After high school he was drafted into the Israel Defense Forces, serving in the Maglan unit as an officer.

== Public Service ==
From 2012 to 2018, Kallner served as deputy head of the Golan Regional Council under then-head Eli Malka. He subsequently founded and ran a company that leads settlement projects across northern Israel.

=== Head of the Golan Regional Council ===
In the 2024 Israeli municipal elections, held on 27 February 2024, Kallner—then 44 years old—defeated incumbent council head Haim Rokach for the leadership of the Golan Regional Council. Kallner won 67.5 percent of the vote, against 27.1 percent for Rokach and 5.5 percent for a third candidate, Batya Gottlieb. Rokach attended Kallner's victory celebration, where the two embraced on stage; Kallner thanked Rokach for "five years of work" and apologized for remarks made during the campaign.

==== Positions and Policies ====
In July 2024, after a Hezbollah rocket attack killed two people in the Golan Heights, Kallner called on the Israeli government and the IDF to abandon what he described as a "policy of restraint" and to "attack our enemies with force," stating that the offensive against Hezbollah should be moved into Lebanese territory.
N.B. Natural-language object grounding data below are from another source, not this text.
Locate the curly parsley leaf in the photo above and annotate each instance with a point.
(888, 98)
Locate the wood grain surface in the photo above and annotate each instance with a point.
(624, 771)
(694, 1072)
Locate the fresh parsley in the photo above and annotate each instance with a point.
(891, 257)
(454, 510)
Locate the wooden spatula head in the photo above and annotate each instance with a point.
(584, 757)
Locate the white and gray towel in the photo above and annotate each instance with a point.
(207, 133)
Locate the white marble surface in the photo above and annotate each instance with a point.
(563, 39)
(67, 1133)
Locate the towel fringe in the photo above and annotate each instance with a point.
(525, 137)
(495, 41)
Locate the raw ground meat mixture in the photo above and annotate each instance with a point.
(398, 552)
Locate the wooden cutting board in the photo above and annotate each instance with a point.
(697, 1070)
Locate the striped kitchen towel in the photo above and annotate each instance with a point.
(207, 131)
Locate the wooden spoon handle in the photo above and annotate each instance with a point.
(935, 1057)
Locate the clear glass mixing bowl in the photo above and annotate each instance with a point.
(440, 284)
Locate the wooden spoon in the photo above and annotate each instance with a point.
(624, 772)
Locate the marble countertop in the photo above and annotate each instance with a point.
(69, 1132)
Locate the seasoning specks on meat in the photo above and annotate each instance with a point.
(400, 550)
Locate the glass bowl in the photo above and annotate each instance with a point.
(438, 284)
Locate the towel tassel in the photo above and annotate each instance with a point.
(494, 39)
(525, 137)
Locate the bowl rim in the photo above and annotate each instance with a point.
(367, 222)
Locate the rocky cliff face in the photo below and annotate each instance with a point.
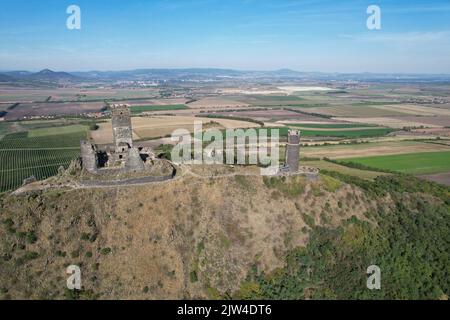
(193, 237)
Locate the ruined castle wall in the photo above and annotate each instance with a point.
(134, 161)
(293, 150)
(121, 125)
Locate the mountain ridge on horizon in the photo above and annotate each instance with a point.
(144, 74)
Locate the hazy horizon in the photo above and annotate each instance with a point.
(308, 36)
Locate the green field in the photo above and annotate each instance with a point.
(331, 125)
(22, 156)
(412, 163)
(139, 109)
(325, 165)
(363, 133)
(71, 129)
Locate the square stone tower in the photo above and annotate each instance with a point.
(293, 150)
(122, 131)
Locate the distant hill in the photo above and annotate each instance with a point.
(50, 75)
(45, 75)
(210, 74)
(5, 78)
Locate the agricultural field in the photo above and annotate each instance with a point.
(23, 155)
(330, 166)
(343, 151)
(161, 126)
(412, 163)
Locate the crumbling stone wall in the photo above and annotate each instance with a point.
(88, 156)
(293, 150)
(134, 161)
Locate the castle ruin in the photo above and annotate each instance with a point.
(292, 151)
(121, 154)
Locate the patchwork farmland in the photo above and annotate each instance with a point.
(37, 153)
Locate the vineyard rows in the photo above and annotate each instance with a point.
(22, 157)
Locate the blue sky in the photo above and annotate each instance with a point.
(305, 35)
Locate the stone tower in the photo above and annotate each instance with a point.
(121, 126)
(88, 156)
(134, 161)
(293, 150)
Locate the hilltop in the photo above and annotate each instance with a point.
(221, 233)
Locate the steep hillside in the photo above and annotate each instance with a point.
(203, 237)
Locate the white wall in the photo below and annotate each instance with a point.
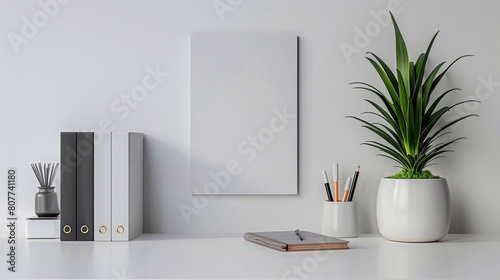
(71, 71)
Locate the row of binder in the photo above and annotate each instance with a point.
(101, 186)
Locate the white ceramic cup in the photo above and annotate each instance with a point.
(340, 219)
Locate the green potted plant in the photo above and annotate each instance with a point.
(412, 205)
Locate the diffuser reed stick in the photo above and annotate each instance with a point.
(45, 173)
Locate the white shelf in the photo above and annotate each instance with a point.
(230, 256)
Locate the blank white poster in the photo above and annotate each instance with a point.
(244, 113)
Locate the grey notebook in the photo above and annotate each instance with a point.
(290, 241)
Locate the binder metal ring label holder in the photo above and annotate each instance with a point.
(120, 229)
(67, 229)
(102, 229)
(84, 229)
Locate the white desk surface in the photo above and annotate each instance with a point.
(219, 256)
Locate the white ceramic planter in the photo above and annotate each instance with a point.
(413, 210)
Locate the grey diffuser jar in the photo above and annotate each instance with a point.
(46, 202)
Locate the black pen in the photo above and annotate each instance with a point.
(353, 185)
(327, 186)
(298, 234)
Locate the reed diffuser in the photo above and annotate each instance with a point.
(46, 198)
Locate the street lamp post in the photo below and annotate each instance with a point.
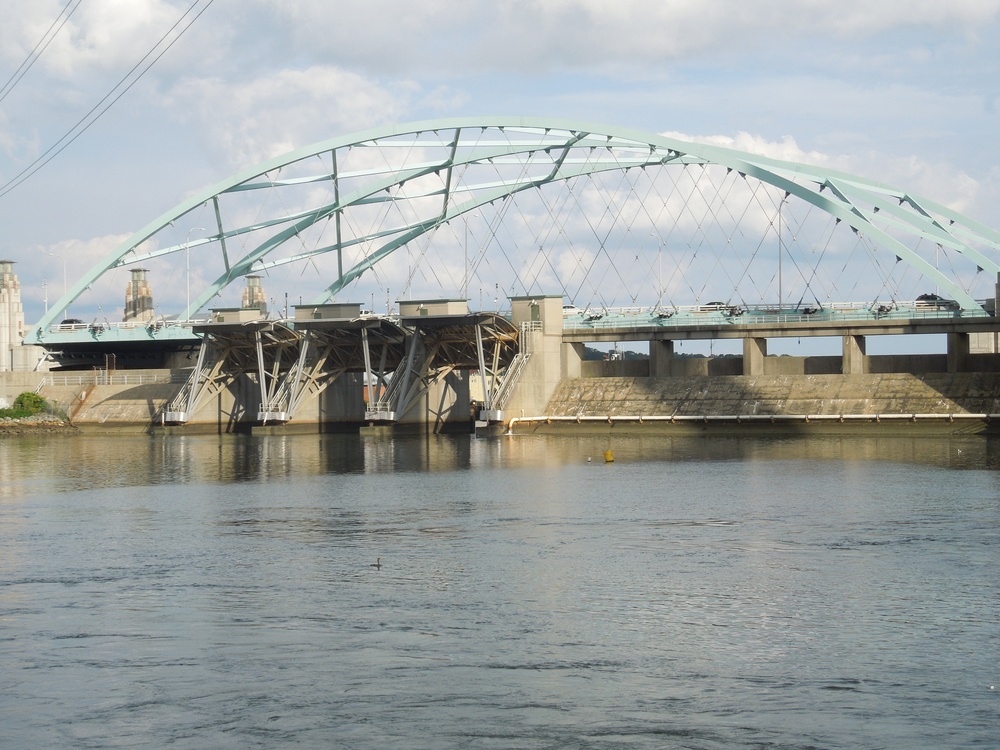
(63, 259)
(187, 270)
(659, 270)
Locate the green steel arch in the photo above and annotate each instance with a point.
(532, 152)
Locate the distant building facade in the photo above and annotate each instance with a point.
(139, 297)
(254, 296)
(11, 315)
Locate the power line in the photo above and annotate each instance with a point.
(35, 53)
(106, 102)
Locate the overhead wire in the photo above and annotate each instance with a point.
(36, 53)
(85, 122)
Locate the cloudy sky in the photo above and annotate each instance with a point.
(905, 92)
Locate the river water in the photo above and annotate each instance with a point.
(221, 592)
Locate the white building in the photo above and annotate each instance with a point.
(11, 315)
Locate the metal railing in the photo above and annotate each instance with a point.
(636, 317)
(104, 377)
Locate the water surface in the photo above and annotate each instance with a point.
(695, 593)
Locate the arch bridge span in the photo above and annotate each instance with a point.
(491, 208)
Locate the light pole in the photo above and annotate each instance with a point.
(465, 267)
(63, 259)
(659, 270)
(187, 269)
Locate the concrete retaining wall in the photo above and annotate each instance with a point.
(936, 393)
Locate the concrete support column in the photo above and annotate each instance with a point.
(661, 359)
(572, 360)
(958, 352)
(855, 360)
(754, 352)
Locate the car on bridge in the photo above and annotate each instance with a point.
(936, 301)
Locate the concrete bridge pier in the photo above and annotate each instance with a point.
(661, 358)
(754, 354)
(855, 359)
(958, 352)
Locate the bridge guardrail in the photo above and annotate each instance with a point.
(740, 315)
(103, 377)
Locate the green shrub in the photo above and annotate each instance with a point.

In November 2024, following the re-election of Donald Trump as President of the United States, Kallner showed visiting reporters new infrastructure prepared for housing development in Trump Heights (Ramat Trump), a Golan settlement named in Trump's honor. He said Trump's return to office "definitely puts the town in the headlines" and expressed hope that Trump would help persuade European governments to recognize Israeli sovereignty over the Golan Heights.

In July 2025, amid reports that Syria might join the Abraham Accords, Kallner and Katzrin local council head Yehuda Dua issued a joint statement insisting that "any future agreement must recognize Israel's sovereignty over the Golan" and that Israeli security in the region be preserved.

In February 2026, Kallner presented Dr. Miriam Adelson with the Golan Regional Council's "Friend of the Golan" (Yekirat HaGolan) honor, recognizing her and her late husband Sheldon Adelson's role in Trump's 2019 recognition of Israeli sovereignty over the Golan. He later spoke at a related tree-planting ceremony for Golan youth in Trump Heights.

=== Military Service ===
After his mandatory service, Kallner continued to serve in the IDF Reserves as a commander in the 55th Paratroopers Brigade, where he reached the rank of lieutenant colonel. On October 7, 2023, he was the deputy commander of the Brigade and led its soldiers to fight back Hamas terrorists in Kfar Aza, as they rescued families from their homes in the evening of the massacre. In the four months immediately preceding the February 2024 local elections, he served in that role fighting in the Gaza Strip during the Israel–Hamas war.

== Personal life ==
Kallner lives with his wife in the moshav of Ramat Magshimim. He is the father of six children. His sixth child, born in late 2024, was his first son, following five daughters.